My first idea to help out at the animal shelter was to just sit and spend time petting the cats -- just helping to socialize them, while giving me the pleasure of being with them.
However, when I learned that there are 80 cats at the shelter, it seemed only right that I should help out with some of the daily maintenance chores.
So when I go, I am assigned to a room that can house 6 to 9 cats. And for each of those cats, I clean out the litter box, refresh the food and water, wipe out the living area, and sweep the floor.
While I perform these tasks, I talk with the kitties, and get to know them. Each one has a written description on its cage telling the age, the likes and dislikes, and the reason for it being there at the shelter.

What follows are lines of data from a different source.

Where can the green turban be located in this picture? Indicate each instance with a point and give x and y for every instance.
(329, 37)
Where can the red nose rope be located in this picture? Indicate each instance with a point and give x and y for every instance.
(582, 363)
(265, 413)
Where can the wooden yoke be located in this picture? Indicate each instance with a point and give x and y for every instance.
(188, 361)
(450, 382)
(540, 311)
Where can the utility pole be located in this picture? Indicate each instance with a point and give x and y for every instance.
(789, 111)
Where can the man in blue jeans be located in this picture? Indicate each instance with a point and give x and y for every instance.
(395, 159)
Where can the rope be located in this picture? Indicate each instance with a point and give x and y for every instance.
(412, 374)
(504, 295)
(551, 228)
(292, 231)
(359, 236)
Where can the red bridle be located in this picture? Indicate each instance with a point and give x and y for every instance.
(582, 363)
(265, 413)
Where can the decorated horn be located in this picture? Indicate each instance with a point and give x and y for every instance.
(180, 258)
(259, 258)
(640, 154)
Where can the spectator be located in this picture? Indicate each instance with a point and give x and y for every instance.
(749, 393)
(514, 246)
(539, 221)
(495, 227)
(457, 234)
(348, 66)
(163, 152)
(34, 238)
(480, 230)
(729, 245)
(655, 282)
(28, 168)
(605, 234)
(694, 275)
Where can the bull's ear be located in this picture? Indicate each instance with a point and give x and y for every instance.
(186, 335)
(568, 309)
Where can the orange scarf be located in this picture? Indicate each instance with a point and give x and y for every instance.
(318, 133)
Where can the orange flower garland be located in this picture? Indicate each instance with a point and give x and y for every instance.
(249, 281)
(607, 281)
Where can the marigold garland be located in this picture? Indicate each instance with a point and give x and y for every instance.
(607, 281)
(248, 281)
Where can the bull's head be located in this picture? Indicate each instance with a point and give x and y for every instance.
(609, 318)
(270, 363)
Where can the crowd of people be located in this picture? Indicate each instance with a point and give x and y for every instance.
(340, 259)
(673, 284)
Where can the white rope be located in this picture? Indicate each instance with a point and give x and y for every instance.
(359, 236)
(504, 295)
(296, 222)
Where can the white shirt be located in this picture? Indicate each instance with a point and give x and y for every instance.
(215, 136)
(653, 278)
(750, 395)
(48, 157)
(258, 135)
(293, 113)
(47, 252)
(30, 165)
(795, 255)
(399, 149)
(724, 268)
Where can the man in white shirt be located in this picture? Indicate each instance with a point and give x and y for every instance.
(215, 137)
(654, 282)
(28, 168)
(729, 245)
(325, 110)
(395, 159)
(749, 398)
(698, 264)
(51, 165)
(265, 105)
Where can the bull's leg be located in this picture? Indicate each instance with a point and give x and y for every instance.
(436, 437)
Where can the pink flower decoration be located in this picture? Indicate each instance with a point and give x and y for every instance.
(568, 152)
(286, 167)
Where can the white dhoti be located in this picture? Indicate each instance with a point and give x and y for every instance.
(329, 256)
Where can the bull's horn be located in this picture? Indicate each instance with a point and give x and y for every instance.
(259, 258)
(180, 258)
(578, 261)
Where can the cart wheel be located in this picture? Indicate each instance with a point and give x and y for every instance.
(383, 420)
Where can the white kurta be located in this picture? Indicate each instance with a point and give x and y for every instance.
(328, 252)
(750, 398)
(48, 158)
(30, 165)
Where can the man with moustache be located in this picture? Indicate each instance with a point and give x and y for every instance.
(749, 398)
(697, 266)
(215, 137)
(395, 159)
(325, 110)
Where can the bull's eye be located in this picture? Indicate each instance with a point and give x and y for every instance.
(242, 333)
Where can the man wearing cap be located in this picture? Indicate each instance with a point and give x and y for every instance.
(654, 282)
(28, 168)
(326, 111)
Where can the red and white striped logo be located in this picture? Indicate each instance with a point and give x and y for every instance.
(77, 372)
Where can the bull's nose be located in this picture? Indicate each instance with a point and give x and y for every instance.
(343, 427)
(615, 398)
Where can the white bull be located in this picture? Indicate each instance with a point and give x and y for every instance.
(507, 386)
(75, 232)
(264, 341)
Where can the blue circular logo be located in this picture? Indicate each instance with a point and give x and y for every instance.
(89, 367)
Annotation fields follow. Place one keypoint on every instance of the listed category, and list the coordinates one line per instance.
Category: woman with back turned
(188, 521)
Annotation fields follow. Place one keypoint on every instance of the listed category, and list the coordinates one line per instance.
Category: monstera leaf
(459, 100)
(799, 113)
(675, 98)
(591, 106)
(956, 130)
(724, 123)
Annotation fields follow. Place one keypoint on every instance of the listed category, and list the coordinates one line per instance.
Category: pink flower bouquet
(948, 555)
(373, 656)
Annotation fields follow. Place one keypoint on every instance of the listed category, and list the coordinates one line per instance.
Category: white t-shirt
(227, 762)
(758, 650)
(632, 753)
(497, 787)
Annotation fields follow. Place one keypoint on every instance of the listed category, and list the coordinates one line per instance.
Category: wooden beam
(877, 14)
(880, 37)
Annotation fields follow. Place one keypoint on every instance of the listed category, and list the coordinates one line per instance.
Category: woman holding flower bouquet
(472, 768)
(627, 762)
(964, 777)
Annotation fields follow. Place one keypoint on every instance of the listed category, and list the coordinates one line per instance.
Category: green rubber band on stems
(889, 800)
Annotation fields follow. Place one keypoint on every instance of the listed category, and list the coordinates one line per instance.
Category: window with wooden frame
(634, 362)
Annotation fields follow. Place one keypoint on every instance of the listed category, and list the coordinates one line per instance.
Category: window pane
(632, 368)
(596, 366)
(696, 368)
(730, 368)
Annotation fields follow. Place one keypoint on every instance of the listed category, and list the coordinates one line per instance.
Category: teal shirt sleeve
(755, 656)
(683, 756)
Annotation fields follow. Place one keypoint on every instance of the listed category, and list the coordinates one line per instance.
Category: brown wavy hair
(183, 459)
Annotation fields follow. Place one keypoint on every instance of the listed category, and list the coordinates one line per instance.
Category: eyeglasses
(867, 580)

Some have been left by owners who had to move, or who went into nursing homes. Others are strays brought in from off the street. All of them have been checked and monitored by a vet, and have been neutered.
And, of course, every cat has its own special personality.
There is the brother and sister team of Sebastion and Sherrie, two big and beautiful white and grey striped cats whose owner entered a nursing home. They are 10 years old - and they can only be adopted as a pair -- not to be separated. If I sit in a chair, Sebastion will quickly jump onto my lap, curl up comfortably, and start to purr. (Sherrie is content to sleep in one of the cubbies in the room.)
I learned today that they have been adopted and will be leaving the shelter next Wednesday. Apparently a bunch of volunteers have been coming in to the shelter during their off hours to say a final good-bye to these two sweet cats.
The one cat that caught my eye was a new entry to the shelter the week I started. His name is Gomez, and he is mostly white, with a few black spots. The first time I saw Gomez, he was lying in his dirty litter box, with his head resting on its rim, looking out very sadly, with one weeping eye. He is 3 years old- fairly young still, and he was left there because his owner had to move out of state.
I looked at him, and called his name, and he responded with a very low-energy squeak. Every time I spoke to him, he would squeak in response.
I love a cat that talks. Both my own kitties would answer me when I talked to them. They both knew their names and would come running to me like puppies whenever I called them (that is, unless we were on our way to the vet, in which case, they would both run and hide in the cellar.)
Anyway, today I was in Gomez's room, and it was a pleasure to see how well he has adjusted in only a couple of weeks. The folks at the shelter have given him a second empty, clean litter box with a soft towel in it so he no longer hangs out among the litter.
Also, he now will get up and play with toys and move around. His eye seems to be drying up. And he still talks to me. Also, when I pet him, he started to purr. (I think he purrs and talks in Spanish.)
This two-hour weekly commitment that I have made is turning into a real labor of love for me.